M. le président. La parole est à Mme la garde des sceaux.
Mme Nicole Belloubet, garde des sceaux, ministre de la justice. Monsieur le président, mesdames les sénatrices, messieurs les sénateurs, monsieur le sénateur Jean-Marie Bockel, nous avons tous été extrêmement touchés par le meurtre de Mme Attal-Halimi. Je comprends bien évidemment l’émoi que la décision de la cour d’appel de Paris a suscité.
Je tiens à rappeler précisément ce qui s’est passé sur le plan juridique. À l’issue de l’instruction, une audience s’est tenue devant la cour d’appel de Paris, portant sur la question de l’irresponsabilité pénale de l’accusé, en raison de troubles psychiques.

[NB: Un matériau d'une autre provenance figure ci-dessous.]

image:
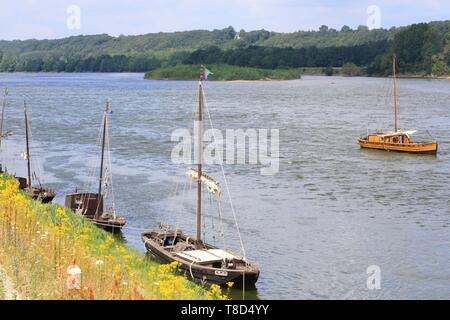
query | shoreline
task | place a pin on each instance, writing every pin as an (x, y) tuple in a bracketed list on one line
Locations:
[(318, 74)]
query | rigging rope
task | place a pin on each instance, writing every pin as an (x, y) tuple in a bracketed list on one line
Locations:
[(225, 179)]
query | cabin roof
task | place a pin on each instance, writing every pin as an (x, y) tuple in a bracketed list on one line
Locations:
[(210, 255), (393, 134)]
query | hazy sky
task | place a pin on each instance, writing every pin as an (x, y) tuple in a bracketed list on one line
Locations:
[(24, 19)]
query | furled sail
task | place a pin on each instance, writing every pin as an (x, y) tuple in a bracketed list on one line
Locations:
[(213, 186)]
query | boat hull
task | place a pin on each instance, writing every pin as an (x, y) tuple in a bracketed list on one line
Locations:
[(414, 148), (202, 274), (92, 210), (109, 225)]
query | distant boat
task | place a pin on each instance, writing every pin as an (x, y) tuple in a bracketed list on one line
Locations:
[(199, 260), (91, 205), (397, 140), (36, 192)]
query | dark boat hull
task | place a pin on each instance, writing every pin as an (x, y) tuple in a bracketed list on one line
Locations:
[(201, 274), (108, 225), (44, 199), (92, 206)]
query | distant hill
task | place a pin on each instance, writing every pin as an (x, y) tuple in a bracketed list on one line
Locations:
[(105, 53)]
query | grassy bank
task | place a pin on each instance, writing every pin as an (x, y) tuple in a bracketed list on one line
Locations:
[(39, 242), (222, 72)]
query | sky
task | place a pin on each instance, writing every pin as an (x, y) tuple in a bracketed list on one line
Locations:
[(50, 19)]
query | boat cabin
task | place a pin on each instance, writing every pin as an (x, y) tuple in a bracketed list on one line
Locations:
[(391, 138), (87, 204)]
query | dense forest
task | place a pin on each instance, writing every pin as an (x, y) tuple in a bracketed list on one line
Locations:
[(421, 49)]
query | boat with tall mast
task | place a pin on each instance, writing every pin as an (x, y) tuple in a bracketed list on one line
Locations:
[(397, 140), (199, 260), (40, 193), (93, 206)]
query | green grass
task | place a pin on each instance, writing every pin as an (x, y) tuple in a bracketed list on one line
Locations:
[(222, 72), (38, 242)]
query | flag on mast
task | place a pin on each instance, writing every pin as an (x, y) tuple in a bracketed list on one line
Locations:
[(206, 73)]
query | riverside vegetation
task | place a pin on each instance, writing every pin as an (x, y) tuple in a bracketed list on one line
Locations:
[(422, 50), (38, 242), (222, 72)]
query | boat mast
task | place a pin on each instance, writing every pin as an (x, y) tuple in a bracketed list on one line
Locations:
[(395, 91), (3, 115), (103, 155), (200, 151), (28, 144)]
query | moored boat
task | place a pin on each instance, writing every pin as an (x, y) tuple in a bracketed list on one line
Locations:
[(39, 192), (92, 205), (200, 261), (397, 140)]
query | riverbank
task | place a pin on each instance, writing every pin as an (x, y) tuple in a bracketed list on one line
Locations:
[(40, 244), (222, 72)]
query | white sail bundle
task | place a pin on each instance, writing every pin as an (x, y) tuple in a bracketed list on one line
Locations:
[(212, 185)]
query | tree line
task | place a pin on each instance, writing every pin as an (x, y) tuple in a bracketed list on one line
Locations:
[(420, 48)]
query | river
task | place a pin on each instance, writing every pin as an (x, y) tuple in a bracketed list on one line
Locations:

Comme l’a indiqué M. le Premier ministre à l’instant, au terme de cette audience, les juges ont expressément retenu le caractère antisémite du meurtre de Mme Halimi. Cette audience s’est déroulée dans le cadre d’une procédure mise en œuvre en vertu d’une loi de 2008, qui a permis à l’ensemble des parties de débattre publiquement et contradictoirement de la question des expertises subies par l’accusé. Six experts psychiatres sur sept ont considéré que l’accusé était irresponsable au moment des faits et que son discernement était aboli. La cour a suivi ces expertises et a estimé que le suspect ne pouvait être condamné pénalement.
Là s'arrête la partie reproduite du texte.